I'm trying to understand how TrainingParameterScheduleDouble
works in the CNTK C# API. Unfortunately, there is no documentation and the previous SO thread here appears to be incorrect/incomplete, so I've tried to reverse engineer the behavior myself. Can anyone confirm my conclusions and answer the lingering questions that I have?
Overload #1
TrainingParameterScheduleDouble(value, minibatchSize)
This sets the learning rate to value
per minibatchSize
number of samples, regardless of the actual minibatch size passed to GetNextMinibatch
. Thus, using minibatchSize: 1
is an easy way to specify a per-sample learning rate.

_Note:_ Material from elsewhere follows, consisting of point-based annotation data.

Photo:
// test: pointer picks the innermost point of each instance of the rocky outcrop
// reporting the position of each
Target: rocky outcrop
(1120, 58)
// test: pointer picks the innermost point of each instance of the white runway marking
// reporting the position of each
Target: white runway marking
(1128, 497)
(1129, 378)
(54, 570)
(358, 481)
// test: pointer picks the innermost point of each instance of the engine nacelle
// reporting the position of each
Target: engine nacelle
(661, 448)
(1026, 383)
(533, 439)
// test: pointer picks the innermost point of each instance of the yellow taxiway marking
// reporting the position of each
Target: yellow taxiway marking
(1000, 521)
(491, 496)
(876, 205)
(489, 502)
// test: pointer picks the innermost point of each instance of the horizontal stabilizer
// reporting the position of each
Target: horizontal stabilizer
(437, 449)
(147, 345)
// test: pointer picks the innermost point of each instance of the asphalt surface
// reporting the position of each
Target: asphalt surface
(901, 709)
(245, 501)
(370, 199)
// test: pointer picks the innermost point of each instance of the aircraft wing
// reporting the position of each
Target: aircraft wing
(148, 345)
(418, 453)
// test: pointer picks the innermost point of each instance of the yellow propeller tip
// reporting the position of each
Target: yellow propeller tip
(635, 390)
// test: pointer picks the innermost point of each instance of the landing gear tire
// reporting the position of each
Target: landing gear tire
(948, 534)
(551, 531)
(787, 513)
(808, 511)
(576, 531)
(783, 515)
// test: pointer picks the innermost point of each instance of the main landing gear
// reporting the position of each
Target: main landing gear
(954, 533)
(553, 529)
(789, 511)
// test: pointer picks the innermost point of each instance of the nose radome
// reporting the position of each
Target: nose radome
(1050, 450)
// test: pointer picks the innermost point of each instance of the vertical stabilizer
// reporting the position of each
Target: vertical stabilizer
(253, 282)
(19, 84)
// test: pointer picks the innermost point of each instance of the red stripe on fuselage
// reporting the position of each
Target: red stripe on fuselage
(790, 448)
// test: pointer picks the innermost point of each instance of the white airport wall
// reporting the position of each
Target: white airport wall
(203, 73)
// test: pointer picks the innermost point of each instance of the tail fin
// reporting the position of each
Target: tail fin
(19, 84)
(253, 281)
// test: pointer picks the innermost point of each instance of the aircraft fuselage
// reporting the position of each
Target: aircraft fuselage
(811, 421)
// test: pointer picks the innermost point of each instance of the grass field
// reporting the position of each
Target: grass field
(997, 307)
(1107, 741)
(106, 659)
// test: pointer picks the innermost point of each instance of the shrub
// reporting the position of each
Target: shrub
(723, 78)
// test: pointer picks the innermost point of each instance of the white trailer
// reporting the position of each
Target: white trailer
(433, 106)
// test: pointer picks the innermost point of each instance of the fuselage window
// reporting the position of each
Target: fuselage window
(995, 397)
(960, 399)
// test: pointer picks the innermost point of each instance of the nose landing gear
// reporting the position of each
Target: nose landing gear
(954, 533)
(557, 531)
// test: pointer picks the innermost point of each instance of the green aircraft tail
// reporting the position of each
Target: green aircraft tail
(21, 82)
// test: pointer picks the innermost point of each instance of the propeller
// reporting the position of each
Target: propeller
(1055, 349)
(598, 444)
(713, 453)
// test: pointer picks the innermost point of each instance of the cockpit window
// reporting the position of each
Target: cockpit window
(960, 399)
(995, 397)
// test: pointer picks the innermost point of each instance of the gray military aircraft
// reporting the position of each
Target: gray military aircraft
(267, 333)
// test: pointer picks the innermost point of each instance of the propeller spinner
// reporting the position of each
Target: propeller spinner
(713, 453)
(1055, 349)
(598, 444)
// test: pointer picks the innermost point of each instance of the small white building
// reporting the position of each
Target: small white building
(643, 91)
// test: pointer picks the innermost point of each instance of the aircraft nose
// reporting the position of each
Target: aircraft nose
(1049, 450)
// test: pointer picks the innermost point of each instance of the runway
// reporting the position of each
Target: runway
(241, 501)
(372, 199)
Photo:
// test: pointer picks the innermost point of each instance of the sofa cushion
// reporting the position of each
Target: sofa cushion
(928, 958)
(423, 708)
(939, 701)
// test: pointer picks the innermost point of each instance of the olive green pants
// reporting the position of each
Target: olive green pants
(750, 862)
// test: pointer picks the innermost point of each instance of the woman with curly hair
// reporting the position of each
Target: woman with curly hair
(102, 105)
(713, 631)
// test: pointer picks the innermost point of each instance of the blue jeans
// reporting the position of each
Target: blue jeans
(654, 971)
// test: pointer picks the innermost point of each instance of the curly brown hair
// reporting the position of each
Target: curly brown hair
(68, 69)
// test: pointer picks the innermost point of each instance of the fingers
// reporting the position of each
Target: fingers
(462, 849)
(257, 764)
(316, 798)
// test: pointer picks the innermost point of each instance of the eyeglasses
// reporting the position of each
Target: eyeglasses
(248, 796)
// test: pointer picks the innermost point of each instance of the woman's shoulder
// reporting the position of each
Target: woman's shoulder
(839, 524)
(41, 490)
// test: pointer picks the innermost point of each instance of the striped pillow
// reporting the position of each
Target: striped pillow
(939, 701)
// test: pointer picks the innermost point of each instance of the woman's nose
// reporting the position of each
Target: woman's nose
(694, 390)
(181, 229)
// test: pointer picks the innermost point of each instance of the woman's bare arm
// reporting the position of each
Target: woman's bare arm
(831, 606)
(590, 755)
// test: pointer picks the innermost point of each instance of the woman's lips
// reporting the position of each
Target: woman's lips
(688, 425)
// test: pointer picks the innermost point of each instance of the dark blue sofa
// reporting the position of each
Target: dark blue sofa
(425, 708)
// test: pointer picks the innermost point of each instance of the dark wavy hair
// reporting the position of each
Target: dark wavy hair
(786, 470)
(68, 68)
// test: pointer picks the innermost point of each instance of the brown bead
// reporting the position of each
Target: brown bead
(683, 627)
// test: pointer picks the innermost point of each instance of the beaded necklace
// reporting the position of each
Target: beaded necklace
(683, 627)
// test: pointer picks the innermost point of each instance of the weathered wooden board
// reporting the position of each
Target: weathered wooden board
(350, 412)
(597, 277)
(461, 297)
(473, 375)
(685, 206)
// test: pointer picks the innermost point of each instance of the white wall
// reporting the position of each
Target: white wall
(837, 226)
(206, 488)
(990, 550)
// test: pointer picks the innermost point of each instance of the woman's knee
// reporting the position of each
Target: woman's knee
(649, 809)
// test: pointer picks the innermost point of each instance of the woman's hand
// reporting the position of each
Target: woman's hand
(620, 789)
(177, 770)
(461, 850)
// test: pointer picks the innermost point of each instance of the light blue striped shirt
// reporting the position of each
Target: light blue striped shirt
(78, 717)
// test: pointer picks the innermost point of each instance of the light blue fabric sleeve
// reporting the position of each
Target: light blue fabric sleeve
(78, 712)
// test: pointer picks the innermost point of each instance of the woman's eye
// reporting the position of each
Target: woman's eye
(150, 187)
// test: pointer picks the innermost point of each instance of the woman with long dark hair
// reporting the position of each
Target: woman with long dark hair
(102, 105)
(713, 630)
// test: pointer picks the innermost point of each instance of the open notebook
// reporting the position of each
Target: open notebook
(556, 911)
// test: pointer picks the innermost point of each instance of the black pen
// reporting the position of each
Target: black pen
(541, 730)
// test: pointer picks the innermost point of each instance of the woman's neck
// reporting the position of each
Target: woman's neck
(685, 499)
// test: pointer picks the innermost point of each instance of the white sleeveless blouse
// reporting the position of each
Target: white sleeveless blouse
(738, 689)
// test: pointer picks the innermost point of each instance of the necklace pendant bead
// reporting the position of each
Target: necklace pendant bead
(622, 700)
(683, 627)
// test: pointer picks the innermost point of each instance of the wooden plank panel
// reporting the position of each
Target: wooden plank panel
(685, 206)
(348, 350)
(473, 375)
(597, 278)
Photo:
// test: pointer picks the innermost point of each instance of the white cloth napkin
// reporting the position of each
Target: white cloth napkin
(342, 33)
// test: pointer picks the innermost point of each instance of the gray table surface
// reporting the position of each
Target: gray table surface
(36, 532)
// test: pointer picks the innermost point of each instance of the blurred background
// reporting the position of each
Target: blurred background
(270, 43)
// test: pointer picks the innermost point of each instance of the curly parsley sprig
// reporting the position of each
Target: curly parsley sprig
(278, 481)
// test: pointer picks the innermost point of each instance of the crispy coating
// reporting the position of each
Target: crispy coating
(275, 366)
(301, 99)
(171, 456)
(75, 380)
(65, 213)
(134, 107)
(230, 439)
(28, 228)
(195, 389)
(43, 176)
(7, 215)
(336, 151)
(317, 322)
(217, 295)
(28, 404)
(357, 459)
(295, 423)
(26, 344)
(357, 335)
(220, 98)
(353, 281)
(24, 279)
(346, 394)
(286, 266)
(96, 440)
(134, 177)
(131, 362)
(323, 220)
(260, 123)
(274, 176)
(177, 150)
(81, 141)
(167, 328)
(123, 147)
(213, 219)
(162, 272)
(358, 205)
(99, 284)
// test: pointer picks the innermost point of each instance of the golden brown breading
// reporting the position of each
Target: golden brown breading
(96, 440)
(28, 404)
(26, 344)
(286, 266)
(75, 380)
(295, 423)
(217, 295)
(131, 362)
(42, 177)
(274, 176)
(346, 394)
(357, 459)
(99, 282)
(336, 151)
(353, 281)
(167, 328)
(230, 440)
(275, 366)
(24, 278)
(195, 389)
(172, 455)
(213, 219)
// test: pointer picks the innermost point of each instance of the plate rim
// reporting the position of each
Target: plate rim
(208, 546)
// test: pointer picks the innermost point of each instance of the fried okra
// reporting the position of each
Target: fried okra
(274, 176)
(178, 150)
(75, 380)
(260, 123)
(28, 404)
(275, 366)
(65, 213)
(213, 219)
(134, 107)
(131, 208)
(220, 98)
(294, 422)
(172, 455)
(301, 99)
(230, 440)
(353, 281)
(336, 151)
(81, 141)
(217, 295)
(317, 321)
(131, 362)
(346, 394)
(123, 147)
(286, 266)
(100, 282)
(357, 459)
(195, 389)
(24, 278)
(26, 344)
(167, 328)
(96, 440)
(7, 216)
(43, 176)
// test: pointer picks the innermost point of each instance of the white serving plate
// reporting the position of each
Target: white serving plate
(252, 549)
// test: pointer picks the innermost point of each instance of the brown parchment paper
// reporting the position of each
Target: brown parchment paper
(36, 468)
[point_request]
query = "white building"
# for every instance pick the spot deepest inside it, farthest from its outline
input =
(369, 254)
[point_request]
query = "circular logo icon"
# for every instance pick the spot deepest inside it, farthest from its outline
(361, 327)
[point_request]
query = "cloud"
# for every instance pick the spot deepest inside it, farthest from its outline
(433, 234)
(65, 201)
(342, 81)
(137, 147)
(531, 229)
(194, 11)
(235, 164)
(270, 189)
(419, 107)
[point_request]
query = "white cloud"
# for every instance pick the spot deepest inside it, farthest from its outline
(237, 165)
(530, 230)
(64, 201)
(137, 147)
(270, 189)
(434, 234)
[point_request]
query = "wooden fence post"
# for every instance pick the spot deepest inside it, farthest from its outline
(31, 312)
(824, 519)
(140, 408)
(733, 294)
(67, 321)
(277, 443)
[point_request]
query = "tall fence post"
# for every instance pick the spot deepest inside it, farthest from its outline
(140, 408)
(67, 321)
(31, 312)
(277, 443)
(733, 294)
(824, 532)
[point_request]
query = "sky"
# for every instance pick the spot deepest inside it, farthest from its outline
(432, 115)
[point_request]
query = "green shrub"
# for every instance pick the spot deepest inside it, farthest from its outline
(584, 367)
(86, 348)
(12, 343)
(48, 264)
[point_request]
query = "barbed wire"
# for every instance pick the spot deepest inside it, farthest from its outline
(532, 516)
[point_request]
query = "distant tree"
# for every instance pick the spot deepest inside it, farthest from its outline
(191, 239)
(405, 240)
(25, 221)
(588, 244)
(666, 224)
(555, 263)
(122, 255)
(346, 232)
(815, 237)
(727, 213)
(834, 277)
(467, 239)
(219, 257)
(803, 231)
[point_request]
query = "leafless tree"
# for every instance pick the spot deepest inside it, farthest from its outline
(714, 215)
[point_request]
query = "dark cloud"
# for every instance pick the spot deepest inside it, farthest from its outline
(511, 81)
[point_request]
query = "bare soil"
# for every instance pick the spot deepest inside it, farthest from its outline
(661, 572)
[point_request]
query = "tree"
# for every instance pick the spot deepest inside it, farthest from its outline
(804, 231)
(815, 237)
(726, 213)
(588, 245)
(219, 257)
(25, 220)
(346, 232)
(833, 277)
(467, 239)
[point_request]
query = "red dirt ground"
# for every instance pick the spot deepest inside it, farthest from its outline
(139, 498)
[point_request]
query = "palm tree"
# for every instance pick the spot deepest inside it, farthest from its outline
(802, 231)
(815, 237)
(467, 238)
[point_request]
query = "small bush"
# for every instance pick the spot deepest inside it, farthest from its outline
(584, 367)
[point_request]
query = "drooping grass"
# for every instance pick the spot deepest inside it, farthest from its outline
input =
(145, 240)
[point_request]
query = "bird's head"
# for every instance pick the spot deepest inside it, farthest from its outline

It seems to me that calling the second parameter minibatchSize
is very misleading in this context, since it's totally unrelated to the actual size of each minibatch. I think a better name would have been something like perNumSamples
, or am I missing something?
Overload #2
TrainingParameterScheduleDouble(value)
This is the same as setting minibatchSize: 0
above, and has the effect of using the "natural" minibatchSize
that's passed to GetNextMinibatch
as the number of samples.
So if we have GetNextMinibatch(64)
then new TrainingParameterScheduleDouble(0.001)
will result in a 64x slower learning rate than new TrainingParameterScheduleDouble(0.001, 1)
.
Overload #3
TrainingParameterScheduleDouble(schedule)
This changes the learning rate over time, using the "natural" minibatch size. So a schedule of (30, 0.321), (1, 0.123)
will use a per-actual-minibatch learning rate of 0.321 for the first 30 minibatches and a rate of 0.123 thereafter.
Overload #4
TrainingParameterScheduleDouble(schedule, epochSize)
epochSize
causes IsSweepBased()
to return False
instead of True
, but otherwise has no apparent effect on the learning rate or anything else. This is surprising. Can anyone explain the purpose of epochSize
in this context?
Overload #5
TrainingParameterScheduleDouble(schedule, epochSize, minibatchSize)
This is the only way to change the learning rate over time without using the natural minibatch size. So a schedule of (30, 0.321), (1, 0.123)
with minibatchSize: 1
will use a per-sample learning rate of 0.321 for the first 30 samples (regardless of the actual minibatch size) and a rate of 0.123 thereafter. As before, the epoch size has no apparent effect.
Assuming this is correct, it's not clear to me what happens if the learning rate changes in the middle of a minibatch. Can anyone clarify?